Episode 1.8 - What’s so Great About the P-value? A Statistician’s Point of View

Dr Stephen Hibbs invites HemaSphere Associate Editor Prof Robert K Hills to discuss statistics in scientific writing in an entertaining and informative episode: What’s so Great About the P-value? A Statistician’s Point of View. This discussion covers the overlap of statistics and hematology with themes like the importance of P value and the use of statistics in clinical trials.

What’s so Great About the P-value? A Statistician’s Point of View, is on our website , all major podcast platforms (Spotify, Apple Podcast, etc), and YouTube.

Listen and enjoy casual, insightful discussions about #hematology research.
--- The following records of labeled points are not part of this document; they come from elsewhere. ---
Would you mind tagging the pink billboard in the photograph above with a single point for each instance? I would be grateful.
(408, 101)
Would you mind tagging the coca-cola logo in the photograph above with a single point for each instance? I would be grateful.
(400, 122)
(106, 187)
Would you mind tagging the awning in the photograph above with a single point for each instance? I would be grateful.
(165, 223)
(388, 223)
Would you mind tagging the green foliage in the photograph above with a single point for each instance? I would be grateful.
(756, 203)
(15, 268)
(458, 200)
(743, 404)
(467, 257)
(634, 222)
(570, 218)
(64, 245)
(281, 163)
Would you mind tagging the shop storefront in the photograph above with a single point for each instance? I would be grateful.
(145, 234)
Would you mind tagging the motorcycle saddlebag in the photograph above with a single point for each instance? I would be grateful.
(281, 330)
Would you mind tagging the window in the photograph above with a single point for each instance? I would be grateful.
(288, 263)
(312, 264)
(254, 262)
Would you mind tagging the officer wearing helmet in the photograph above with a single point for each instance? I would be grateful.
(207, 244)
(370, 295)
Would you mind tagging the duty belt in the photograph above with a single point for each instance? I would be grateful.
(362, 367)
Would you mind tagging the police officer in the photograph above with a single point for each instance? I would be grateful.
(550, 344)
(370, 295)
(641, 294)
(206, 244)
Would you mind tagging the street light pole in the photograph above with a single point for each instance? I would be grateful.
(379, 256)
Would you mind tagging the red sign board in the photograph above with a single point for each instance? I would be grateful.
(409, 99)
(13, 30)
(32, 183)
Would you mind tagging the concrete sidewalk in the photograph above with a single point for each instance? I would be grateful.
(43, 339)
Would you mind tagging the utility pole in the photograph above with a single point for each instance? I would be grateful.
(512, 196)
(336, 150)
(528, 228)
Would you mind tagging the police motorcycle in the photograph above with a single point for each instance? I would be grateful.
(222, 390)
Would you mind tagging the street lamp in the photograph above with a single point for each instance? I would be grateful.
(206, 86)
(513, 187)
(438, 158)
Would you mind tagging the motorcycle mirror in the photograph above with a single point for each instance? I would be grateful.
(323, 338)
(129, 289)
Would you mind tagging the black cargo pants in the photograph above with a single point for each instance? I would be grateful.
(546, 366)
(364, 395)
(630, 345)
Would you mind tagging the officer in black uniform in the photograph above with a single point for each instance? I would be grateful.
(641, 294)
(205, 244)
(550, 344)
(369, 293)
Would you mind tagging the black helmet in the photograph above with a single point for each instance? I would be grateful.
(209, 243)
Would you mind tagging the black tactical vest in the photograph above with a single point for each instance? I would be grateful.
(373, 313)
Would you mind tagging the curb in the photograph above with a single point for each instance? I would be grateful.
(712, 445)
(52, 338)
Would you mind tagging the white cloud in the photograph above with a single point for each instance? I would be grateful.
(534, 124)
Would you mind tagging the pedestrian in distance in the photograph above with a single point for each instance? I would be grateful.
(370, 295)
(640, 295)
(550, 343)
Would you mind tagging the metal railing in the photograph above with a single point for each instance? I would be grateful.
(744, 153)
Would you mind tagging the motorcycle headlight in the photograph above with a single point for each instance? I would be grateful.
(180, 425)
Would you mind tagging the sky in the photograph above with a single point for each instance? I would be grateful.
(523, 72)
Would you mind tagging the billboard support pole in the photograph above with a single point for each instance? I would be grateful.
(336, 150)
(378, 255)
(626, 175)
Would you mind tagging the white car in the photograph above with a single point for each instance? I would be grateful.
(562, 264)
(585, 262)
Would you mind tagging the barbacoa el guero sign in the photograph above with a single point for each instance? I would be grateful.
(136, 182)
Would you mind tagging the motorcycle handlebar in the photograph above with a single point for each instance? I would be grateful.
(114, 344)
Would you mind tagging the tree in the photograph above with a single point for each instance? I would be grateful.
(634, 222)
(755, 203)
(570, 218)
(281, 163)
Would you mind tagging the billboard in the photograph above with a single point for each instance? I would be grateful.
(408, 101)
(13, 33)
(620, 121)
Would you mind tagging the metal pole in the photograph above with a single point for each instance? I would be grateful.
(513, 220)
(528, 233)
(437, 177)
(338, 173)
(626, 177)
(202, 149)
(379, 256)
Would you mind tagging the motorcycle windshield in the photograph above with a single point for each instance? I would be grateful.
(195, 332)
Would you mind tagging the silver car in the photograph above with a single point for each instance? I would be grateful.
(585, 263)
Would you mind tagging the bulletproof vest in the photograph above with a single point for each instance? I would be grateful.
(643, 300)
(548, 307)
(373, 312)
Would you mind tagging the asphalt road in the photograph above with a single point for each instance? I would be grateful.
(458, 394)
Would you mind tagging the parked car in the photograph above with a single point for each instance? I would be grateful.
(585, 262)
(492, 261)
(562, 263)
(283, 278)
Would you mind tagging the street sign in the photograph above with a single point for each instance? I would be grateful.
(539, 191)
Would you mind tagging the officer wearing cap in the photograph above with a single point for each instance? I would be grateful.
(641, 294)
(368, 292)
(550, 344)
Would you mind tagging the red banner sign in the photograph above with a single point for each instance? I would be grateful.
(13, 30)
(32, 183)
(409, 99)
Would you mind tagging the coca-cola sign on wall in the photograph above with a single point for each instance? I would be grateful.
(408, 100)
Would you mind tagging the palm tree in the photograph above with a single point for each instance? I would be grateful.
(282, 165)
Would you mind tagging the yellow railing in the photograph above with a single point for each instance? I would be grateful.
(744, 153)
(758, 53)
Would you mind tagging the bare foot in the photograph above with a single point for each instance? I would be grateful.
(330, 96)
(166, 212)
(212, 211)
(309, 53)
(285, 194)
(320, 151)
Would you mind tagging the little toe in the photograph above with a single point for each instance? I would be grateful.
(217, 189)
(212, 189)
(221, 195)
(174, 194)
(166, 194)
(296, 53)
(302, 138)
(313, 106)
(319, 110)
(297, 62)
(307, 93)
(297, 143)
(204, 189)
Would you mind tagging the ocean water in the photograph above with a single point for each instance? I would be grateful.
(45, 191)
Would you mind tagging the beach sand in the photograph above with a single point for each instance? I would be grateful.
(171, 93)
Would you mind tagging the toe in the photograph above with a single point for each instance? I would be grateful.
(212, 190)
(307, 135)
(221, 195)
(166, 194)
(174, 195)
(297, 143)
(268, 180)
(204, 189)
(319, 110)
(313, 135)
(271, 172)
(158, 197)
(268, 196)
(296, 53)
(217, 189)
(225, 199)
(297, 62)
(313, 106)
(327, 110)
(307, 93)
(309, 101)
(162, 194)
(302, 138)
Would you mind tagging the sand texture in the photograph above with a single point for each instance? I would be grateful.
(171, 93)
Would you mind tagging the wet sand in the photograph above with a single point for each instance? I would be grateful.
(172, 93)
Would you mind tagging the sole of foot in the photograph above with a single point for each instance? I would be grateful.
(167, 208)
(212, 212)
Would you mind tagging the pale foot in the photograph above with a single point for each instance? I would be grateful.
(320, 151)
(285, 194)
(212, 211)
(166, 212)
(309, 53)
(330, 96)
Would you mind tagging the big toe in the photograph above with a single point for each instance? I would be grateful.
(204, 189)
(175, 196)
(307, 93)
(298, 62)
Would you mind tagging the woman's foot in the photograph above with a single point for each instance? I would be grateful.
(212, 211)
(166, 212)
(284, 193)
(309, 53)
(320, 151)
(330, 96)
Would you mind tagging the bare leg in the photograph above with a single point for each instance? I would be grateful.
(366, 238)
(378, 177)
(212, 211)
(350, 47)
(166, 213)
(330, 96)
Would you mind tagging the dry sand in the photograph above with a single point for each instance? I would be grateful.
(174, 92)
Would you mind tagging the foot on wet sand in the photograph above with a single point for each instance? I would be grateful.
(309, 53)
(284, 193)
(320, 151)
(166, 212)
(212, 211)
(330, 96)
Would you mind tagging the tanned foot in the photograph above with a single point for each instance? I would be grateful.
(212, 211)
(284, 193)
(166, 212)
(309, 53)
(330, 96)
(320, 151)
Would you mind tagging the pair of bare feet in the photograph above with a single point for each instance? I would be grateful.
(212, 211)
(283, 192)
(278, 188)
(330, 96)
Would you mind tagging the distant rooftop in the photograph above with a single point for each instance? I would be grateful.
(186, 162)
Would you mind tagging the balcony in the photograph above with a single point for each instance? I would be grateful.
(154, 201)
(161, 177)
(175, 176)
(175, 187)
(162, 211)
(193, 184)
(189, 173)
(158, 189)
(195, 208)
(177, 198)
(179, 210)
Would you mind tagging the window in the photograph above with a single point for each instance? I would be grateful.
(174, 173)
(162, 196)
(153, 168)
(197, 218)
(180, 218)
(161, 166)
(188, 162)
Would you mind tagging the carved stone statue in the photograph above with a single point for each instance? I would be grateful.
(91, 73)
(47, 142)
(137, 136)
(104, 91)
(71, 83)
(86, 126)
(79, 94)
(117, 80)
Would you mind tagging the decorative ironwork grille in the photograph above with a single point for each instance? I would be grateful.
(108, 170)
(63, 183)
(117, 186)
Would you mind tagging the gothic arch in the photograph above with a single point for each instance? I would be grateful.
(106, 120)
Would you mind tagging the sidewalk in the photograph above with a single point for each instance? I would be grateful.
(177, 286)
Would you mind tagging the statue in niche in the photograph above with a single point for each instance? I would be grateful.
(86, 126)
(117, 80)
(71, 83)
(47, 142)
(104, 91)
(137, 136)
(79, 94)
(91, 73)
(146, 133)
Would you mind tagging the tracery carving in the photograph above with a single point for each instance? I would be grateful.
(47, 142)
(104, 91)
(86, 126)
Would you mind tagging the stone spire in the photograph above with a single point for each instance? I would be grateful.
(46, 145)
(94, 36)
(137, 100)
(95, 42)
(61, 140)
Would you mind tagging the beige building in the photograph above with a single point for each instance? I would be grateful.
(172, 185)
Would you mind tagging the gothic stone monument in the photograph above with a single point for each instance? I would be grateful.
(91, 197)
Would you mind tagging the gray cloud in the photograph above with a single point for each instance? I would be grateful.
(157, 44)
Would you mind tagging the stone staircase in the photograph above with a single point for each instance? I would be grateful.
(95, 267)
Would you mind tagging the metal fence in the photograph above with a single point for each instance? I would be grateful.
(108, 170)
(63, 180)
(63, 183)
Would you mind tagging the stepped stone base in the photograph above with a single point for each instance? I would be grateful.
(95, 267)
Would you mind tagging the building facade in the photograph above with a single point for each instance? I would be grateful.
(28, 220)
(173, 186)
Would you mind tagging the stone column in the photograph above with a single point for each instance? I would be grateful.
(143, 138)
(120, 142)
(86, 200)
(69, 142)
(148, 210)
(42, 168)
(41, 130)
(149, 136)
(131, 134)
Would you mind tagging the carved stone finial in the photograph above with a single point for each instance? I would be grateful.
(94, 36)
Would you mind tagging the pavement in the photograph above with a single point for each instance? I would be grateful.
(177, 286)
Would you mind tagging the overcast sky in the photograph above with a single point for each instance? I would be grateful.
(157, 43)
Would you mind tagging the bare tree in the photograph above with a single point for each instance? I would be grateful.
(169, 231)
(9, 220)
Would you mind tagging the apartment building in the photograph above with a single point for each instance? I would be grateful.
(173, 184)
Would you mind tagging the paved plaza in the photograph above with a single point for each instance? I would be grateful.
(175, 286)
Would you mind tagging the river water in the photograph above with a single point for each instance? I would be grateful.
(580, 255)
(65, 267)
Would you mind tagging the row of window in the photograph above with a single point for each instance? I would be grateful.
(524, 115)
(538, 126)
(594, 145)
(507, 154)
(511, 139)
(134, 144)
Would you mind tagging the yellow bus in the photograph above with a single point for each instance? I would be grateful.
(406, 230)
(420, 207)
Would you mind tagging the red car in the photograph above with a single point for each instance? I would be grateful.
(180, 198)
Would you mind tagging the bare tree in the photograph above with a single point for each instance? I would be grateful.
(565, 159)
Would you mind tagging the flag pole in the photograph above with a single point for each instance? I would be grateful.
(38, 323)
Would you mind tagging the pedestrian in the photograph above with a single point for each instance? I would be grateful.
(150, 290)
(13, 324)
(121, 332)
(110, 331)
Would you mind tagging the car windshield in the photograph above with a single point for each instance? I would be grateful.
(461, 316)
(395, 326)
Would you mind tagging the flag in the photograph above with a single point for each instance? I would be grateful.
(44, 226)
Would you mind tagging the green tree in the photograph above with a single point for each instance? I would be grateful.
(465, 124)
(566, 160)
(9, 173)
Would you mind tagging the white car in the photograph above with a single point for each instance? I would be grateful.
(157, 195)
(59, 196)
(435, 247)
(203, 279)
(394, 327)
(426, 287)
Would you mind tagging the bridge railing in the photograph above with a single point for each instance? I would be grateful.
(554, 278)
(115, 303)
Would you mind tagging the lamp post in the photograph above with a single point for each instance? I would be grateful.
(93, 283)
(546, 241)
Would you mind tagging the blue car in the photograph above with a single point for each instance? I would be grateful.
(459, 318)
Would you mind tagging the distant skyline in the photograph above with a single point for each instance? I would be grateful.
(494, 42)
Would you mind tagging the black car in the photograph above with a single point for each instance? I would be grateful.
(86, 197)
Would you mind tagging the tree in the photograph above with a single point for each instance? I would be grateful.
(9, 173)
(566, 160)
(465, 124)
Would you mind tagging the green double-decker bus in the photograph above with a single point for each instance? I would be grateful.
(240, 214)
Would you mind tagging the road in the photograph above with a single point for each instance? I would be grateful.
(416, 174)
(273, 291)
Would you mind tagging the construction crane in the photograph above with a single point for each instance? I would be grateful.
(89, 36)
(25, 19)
HemaSphere articles are always fully open access.

Recent HemaSphere articles you may find interesting:

Interim Positron Emission Tomography During Frontline Chemoimmunotherapy for Follicular Lymphoma.

Merryman R, Michaud L, Redd R, et al.

Definition and Prognostic Value of Ph-like and IKZF1plus Status in Children With Down Syndrome and B-cell Precursor Acute Lymphoblastic Leukemia.

Palmi C, Bresolin S, Junk S, et al.

Transcript

00:00 Welcome to the podcast of HemaSphere - the official journal of the European Hematology Association. HemaSphere's podcast presents insightful, expert discussions about recent hematology publications. We hope you enjoy.

:: 00:14

So I'm joined today by Prof. Robert Hills who is a professor of medical statistics. He has been very involved in leukaemia trials over the last twenty years - and is one of the associate editors for HemaSphere. We're going to be exploring [today] a few topics about where statistics, hematology and trials overlap.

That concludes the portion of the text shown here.